For more than two decades, the diagnosis of narcolepsy type 1 has rested on a single laboratory measurement: the concentration of the neuropeptide hypocretin-1 (orexin-A) in cerebrospinal fluid, determined by radioimmunoassay. A value below 110 pg/mL is considered diagnostic. But the assay itself has long been a source of unease. Radioimmunoassay (RIA) does not measure orexin-A directly, it measures antibody binding, which can be influenced by cross-reactivity, peptide fragments, and batch-to-batch variability in kit reagents. In a review published online July 12 in the journal Sleep, Peijun Xue and Fang Han of Peking University People’s Hospital and the PKU-IDG/McGovern Institute for Brain Research make the case that the field is ready to move on.
The article, titled “From radioimmunoassay to mass spectrometry: redefining hypocretin/orexin measurement in narcolepsy,” arrives at a moment when the transition is already underway. Over the past decade, a series of studies have compared RIA results with those obtained by liquid chromatography-tandem mass spectrometry (LC-MS/MS), and the discrepancies have been striking.
What the comparison studies found
In 2016, Hirtz and colleagues published the first quantitative mass spectrometry assay for orexin-A in Scientific Reports, demonstrating that LC-MS/MS could measure the peptide with high specificity and a wide dynamic range. Five years later, Lindström et al. reported in Clinical Biochemistry that orexin-A concentrations measured by a commercial RIA were on average five times higher than those obtained by LC-MS/MS, a difference large enough to shift clinical classifications at the boundary of the diagnostic cutoff.
The most recent and perhaps most revealing data came from Maus et al., published earlier this year in Sleep Medicine. Using LC-MS/MS to analyze immunopurified CSF samples from 80 patients referred for clinical orexin testing, the researchers discovered that full-length orexin-A (a 33-amino-acid peptide) was not detectable in CSF at all. Instead, two stable N-terminal fragments, orexin-A<sub>1–14</sub> and orexin-A<sub>1–16</sub>, were the dominant species. When they compared quantitative LC-MS measurements of these fragments against the clinical RIA results, the correlation was strong (Spearman’s ρ = 0.91 to 0.94), and the two methods agreed on the diagnostic classification (orexin-deficient vs. not) 88% of the time.
This finding resolves a long-standing puzzle: RIA had been detecting orexin-A immunoreactivity all along, but what it was actually binding to was a set of peptide fragments, not the full-length hormone. Mass spectrometry clarifies the picture by identifying the exact molecular species being measured.
Why it matters
The transition from RIA to mass spectrometry carries significance beyond analytical chemistry. For one, LC-MS/MS offers a path toward standardization. RIA kits vary between manufacturers and lot numbers, making it difficult to compare results across centers or over time. A mass spectrometry-based assay, calibrated against synthetic peptide standards, can be reproduced with far greater fidelity.

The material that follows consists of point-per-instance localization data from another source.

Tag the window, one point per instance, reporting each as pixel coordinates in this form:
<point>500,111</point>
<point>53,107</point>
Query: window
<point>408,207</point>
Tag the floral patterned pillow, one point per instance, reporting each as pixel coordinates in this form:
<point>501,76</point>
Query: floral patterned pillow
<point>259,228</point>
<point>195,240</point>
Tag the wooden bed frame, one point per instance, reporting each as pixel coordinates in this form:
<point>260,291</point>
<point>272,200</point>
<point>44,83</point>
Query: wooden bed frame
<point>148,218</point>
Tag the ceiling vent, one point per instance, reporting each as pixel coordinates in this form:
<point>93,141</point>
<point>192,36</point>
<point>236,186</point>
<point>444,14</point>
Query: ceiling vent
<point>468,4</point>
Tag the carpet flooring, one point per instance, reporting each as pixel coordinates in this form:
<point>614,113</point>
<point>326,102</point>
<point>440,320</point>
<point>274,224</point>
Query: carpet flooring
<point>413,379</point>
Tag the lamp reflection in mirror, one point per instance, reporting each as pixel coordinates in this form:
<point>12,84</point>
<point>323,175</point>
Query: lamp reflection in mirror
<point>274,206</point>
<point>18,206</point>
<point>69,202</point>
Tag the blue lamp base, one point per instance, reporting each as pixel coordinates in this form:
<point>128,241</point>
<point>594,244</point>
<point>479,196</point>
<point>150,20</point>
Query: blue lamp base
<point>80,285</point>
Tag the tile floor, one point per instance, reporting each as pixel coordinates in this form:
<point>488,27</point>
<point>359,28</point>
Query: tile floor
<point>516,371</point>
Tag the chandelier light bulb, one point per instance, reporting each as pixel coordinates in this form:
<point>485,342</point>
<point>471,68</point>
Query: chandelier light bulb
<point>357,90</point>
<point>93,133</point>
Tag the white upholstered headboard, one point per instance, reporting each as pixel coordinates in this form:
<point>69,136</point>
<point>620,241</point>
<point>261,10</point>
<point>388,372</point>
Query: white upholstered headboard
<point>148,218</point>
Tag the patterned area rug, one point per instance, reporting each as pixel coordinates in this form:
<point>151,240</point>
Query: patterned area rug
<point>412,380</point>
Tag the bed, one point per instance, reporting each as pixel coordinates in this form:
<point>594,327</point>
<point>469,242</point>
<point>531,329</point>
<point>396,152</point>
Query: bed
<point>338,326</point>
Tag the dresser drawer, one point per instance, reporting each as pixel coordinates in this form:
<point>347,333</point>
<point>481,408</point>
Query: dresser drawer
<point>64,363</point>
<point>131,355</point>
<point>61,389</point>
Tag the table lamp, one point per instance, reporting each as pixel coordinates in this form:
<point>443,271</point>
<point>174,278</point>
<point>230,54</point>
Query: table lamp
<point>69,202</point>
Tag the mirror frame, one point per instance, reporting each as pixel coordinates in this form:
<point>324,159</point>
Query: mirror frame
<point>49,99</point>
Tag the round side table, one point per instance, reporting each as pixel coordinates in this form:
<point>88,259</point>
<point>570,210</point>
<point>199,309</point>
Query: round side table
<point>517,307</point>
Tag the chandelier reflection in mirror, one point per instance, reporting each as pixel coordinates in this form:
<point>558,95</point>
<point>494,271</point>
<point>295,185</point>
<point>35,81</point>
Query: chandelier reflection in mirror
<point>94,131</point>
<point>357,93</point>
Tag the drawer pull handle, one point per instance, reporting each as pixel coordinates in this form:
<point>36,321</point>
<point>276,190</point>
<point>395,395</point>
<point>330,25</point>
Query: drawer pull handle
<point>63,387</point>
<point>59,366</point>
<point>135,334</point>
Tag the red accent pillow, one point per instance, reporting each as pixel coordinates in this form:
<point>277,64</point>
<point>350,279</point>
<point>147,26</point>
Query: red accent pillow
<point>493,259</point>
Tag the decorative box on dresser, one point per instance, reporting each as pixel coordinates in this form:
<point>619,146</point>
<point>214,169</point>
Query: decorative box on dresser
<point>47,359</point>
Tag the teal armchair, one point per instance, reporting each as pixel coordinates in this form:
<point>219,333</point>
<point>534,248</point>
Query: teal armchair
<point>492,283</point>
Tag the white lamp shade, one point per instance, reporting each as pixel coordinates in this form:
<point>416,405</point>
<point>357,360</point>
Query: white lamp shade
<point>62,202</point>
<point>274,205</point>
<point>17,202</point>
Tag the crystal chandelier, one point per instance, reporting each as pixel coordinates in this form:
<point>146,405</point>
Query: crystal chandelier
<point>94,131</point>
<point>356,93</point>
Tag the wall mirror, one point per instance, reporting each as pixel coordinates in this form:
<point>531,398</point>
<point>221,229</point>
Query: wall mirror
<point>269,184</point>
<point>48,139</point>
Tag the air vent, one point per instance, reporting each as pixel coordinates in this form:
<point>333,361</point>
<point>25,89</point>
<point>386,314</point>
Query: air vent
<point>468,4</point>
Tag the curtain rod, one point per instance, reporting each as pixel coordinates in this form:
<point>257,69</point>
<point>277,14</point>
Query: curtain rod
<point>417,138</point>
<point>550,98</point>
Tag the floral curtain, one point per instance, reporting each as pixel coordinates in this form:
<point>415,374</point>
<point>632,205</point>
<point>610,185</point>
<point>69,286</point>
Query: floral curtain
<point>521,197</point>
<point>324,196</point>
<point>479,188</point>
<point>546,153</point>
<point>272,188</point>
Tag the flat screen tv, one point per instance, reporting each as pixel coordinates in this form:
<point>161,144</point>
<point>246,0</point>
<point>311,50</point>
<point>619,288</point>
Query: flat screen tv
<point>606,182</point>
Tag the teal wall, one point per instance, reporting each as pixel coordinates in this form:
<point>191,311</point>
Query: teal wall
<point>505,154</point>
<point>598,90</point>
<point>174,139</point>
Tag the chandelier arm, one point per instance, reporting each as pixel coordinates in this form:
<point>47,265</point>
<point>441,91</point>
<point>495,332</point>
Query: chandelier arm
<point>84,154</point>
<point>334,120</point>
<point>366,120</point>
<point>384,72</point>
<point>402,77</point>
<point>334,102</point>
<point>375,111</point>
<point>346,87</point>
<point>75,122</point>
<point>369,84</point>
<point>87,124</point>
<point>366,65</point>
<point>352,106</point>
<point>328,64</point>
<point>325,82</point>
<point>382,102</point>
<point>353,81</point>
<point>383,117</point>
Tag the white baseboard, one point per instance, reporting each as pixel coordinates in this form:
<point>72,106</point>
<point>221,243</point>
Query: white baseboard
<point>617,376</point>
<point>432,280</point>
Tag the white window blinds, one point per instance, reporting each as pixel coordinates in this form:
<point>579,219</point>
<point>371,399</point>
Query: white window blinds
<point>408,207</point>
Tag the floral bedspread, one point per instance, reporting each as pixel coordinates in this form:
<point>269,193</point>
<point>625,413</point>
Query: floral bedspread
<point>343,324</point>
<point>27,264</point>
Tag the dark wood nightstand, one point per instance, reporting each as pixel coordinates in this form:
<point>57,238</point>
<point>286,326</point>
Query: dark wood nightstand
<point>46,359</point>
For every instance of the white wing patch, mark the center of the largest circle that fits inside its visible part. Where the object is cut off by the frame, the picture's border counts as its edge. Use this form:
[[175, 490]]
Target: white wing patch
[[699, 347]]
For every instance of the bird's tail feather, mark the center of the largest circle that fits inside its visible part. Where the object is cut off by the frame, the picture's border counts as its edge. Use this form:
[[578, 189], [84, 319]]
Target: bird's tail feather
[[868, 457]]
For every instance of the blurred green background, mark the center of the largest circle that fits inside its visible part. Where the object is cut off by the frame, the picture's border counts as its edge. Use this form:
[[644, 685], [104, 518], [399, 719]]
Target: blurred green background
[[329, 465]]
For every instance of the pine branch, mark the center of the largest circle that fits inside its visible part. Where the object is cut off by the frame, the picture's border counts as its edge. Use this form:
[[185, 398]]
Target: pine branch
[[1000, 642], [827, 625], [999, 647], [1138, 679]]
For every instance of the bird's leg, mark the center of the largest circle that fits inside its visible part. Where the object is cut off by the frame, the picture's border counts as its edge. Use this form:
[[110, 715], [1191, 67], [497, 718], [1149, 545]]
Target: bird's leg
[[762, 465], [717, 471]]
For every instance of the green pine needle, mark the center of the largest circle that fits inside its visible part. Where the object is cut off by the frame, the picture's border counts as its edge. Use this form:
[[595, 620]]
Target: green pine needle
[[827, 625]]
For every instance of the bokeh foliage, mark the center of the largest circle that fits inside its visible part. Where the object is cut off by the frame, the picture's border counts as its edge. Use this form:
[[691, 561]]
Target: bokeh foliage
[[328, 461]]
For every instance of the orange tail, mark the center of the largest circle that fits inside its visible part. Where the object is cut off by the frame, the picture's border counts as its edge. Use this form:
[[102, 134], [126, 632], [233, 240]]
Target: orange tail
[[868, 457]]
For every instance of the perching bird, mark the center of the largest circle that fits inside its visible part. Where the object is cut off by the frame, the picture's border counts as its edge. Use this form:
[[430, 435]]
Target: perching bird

There is also the question of accessibility. The current RIA for orexin-A is performed in only a handful of specialized laboratories worldwide. Mass spectrometry platforms are increasingly common in clinical biochemistry departments, raising the possibility that orexin testing could become more widely available, reducing the diagnostic odyssey that many narcolepsy patients currently face.
Xue and Han, who lead one of China’s major sleep medicine centers, frame the shift as inevitable. The accumulated evidence, they argue, supports adopting LC-MS/MS as the new reference method for CSF orexin quantification, with the understanding that the diagnostic cutoff will need to be re-established for the new technique.
Limits
The review itself does not present new experimental data. The diagnostic cutoff for a mass spectrometry-based assay has not been formally validated in a prospective multicenter study, and the correlation between fragment concentrations and clinical outcomes, beyond the binary classification of orexin deficiency, remains to be established.
Bottom line
A methodological review from Peking University makes the case that mass spectrometry is ready to replace radioimmunoassay as the standard method for measuring CSF orexin-A in narcolepsy diagnosis. The shift, already supported by a growing body of comparative data, promises greater accuracy, reproducibility, and wider availability of testing.